Some of these topics can be subsumed under the headings "Semantics- (or knowledge-)based services" and "service semantics". Services are of particular relevance in distributed systems such as the World Wide Web. Indeed, the term "Semantic Web" usually refers to the formal framework (in terms of models and languages) needed to provide agents with semantic (i.e. ontology-based) descriptions of all sorts of web-addressable entities (including services), allowing for instance context-sensitive service discovery, mediation and composition. These agents would also build on reasoning/inferencing capabilities that ontologies make possible. However, scalability of ontologies, ontological reasoning and ontology (change) management remain serious problems.

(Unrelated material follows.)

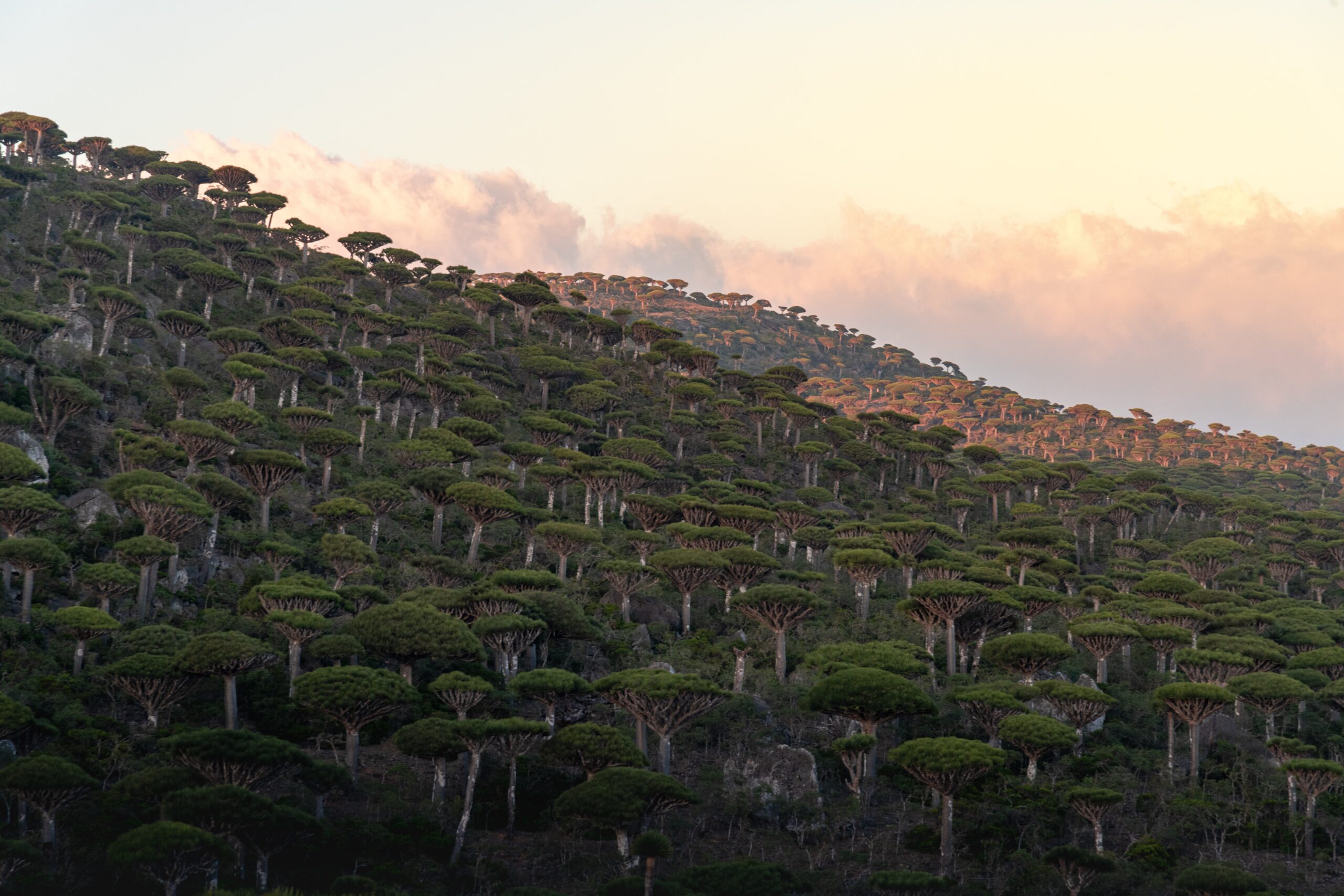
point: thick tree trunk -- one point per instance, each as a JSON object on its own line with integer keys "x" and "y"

The "interfacing with knowledge" aspects (i.e. making content, services, etc., accessible and intelligible to people) are equally intriguing. Subjects falling into that category and allowing for largely generic R&D include:

  • semantics based navigation and browsing
  • semantic search engines with domain-, context-, user- and task-sensitive query construction support
  • knowledge-(viz. semantics-)based dialogue management
  • semantic Web portals and collaboration support
  • user profiling, personalisation, customization (e.g. through particular "views on knowledge")
  • visualizing knowledge
  • device dependent interfacing.

Research has been conducted on many of these and similar subjects for quite some time (with or without the "knowledge" or "semantics" qualifier); yet they could benefit from new knowledge-based approaches. And they become ever more important and more challenging as the global (wired and wireless) networks increase their reach both in terms of capacity and physical access modes, evolving into an "ubiquitous permeable web", necessitating "semantics for everything".